The simple answer is. You really can't. Id suggest you first start by reading this:
https://www.strongerbyscience.com/metabolic-adaptation/
It is worth noting that even maintenance calories are not a set number and more of range. Lets use an example to explain this. Lets say a persons current maintenance on average is about 2,500 cals per day. Their range actually be between 2,300-2,700. This is because of factors such a NEAT (none exercise thermogenesis), which is the major one at this point. If you eat more or less one day you may spontaneously move or less as a result to maintain a balanced caloric output to intake ratio. This is more genetic then anything so you can't change it really but you can accept it and not get frustrated. Some people have much more adaptive mechanisms such as spontaneous movement to overfeeding and they will have a much wider maintenance range as a result. In some metabolic ward research they have seen some peoples metabolic rate adjust to turn a 1,000 cal overfeeding into maintenance due to things such as increases in NEAT.

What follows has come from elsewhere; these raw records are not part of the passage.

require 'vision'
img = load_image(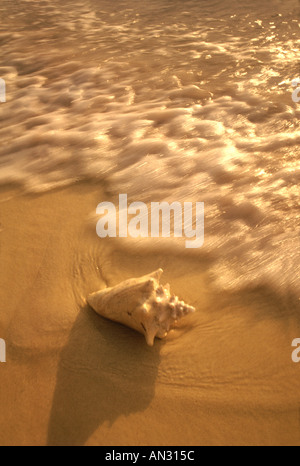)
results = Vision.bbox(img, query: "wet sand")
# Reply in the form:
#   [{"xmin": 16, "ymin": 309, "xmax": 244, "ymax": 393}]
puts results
[{"xmin": 0, "ymin": 183, "xmax": 300, "ymax": 446}]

Now due to this variance in metabolic response to over and underfeeding we can see that some will need to really drop cals to lose weight and really increase cals to gain weight. If you are one of these people then weight loss can be challenging due to lack of cals but maintaining weight loss is easier and massing can be fun due to the food amounts required. A blessing and a curse.
Lets use our example again, say that person was maintaining their weight on 2,700 cals per day on average (the top end of their range) and they decide to cut 500 cals a day as is typically suggested to lose about 1lbs per week on average. Well their metabolism may adjust over a few weeks and now their maintenance is only 2,300 and they are only in a 100 cals per day deficit. Now weight loss is stalled, these people should not get frustrated, they just need to monitor their response to caloric intakes and accept what changes need to be made to achieve their goals.
Now that we understand the concept of the variability of one's metabolic rate, lets discuss another big factor of metabolic adaptation, that is how efficiently our mitochondria will derive ATP from food. As we diet, our body will become more efficient of generating ATP from food and less calories will be loosely generated into heat (thermogenesis). This is the way for the body to resist weight loss, evolutionarily this is advantageous but not for us in our first worlds. Many report feeling colder as they diet and hotter as they mass, this is why. So as we diet, our body will get better at converting cals into ATP and not heat, this also happens to how many cals we burn from exercise. A session that burns 500 cals at the beginning of a diet may only burn 300 cals at the end due to this adaptation (these numbers are examples). This is also thought to be the reason we seem to have a slower metabolism as we age. Our body tries to become more efficient to reduce oxidative stress thus less spontaneous movement and less cals burned through movement.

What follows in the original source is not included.